Para quienes no están muy familiarizados con estos personajes (las mojigangas), debo comentarle que son una especie de títeres grandes, de 2 metros o más altos, vestidos de personajes a los que se quiere parodiar, los cuales bailan al ritmo de la música y que se han convertido en una tradición en festejos como bodas, festivales populares y hasta celebraciones religiosas. Por cierto, es otra tradición que nos trajeron los españoles, solo que ellos los llamaron Gigantes, hoy en día, en la Pamplonada se lleva a cabo un desfile de los Gigantes
Dejo atrás la boda, porque hay que seguir andando hasta la plaza principal. La calle de San Francisco me lleva hasta el primer portal, donde me recibe un mariachi ofreciéndome unas canciones y una mujer ataviada de todos colores, quien me vende una muñeca de trapo, una verdadera artesanía.

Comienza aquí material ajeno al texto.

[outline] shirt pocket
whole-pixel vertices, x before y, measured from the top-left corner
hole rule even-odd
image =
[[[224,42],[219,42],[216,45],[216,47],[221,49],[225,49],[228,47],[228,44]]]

La imagen imponente de la iglesia neogótica, atrae la atención, a penas separada por el jardín y plaza principal, la parroquia de San Miguel Arcángel luce sus mejores galas, iluminada por un tono dorado coronado por un azul intenso de un cielo que recién está intentando apagar al astro rey, quien aún da patadas de ahogado y se resiste a descansar para ceder su lugar a la estrellas.
Pensar que este palacio sacro, que viéndolo desde su base fuera construido por un albañil de nombre Zeferino Gutiérrez, apoyado tan solo con la fotografía de la catedral de Colonia, suena a historia de esas que terminan con la frase “y vivieron felices por el resto de sus vidas”.
La luz amarilla y las tonalidades rosadas de la cantera, material con el que fue construida, dejan ver unos hermosos destellos dorados con fondo azul, como si fuera una edificación de oro sólido que reacciona a la luz, rebotando un halo angelical.
Al interior, las pinturas sacras y el delicado decorado del piso, adentran al visitante en un ambiente de paz, que en conjunto con la voz baja en la que charlas otros visitantes que me rodean, me permiten reflexionar y levantar una plegaria a Dios, antes de salir de manera muy respetuosa de este santo recinto.
La noche se ha adelantado a mis actividades, la luz natural ya desapareció y debo volver a la casa que renté en una de esas empresas que ofrecen alojamiento y que por cierto, me ha funcionado muy bien.
El camino no es tan largo, pero el aroma de esquites (granos de elote cocidos y preparados con mayonesa, chile piquín, limón y sal) detiene mi andar para pedir un vasito y saciar mi antojo.